На этот раз Ариша даже не замечает, как оказалась на третьем этаже, перед заученной наизусть зеленой железной дверью. Ни одышки, ни сердцебиения, душа легче перышка, настроение игривое, как когда-то давно — даже не верится, что такое еще возможно. Она застывает перед заветной дверью, превратившись в дрожь, вспомнив, как неделю назад он рассказывал, что Сталин обычно набивал трубку табаком из папирос. Потрошил папиросы, как людей, вытряхивал из них табак и потом курил его в своей трубке. Он курил молчаливо и насупленно. Особенно если кто-нибудь рядом с нетерпением ждал ответа. Особенно когда решалась чья-то судьба. Сталин замирал, затягивался, смаковал табачный вдох и тянул время, превращая человека этим своим молчаливым курением трубки в оторопь, в страх, превращая человека навсегда, до последнего вздоха, в отчаянье, в покорность.

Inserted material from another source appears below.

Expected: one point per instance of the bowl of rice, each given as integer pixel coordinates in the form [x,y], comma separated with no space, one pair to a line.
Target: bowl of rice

Ариша звонит в дверь, долго и настойчиво. Она звонит и ждет. Она звонит и представляет, как он сейчас снисходительно и неторопливо продвигается по коридору в прихожую. Пропахший кофе и сладковатым табаком, добродушный и утомленный, совершенно невозможный в ее прошлой и будущей жизни. Ариша ждет, превратившись в нетерпение. Звонит еще раз, объясняя промедление тем, что он бормочет в мобильный, как сюда добраться. Ариша ждет, представляя, как все случится. Вечерняя набережная, его машина, обжигающий и горький вдох, дым во рту. Она отчетливо чувствует наждак его щетины щекой. Она уже наизусть, заранее знает его руки и прекрасно представляет их ласки. И снова звонит, звонит и ждет, звонит и ждет. Потом, нечаянно посмотрев на часы, Ариша узнает, что прошел час. До нее доходит, что он не откроет. Ее курс закончен. И теперь надо идти домой, возвращаться в свою повседневную жизнь. Тридцать пять последних игл разом впиваются ей в душу.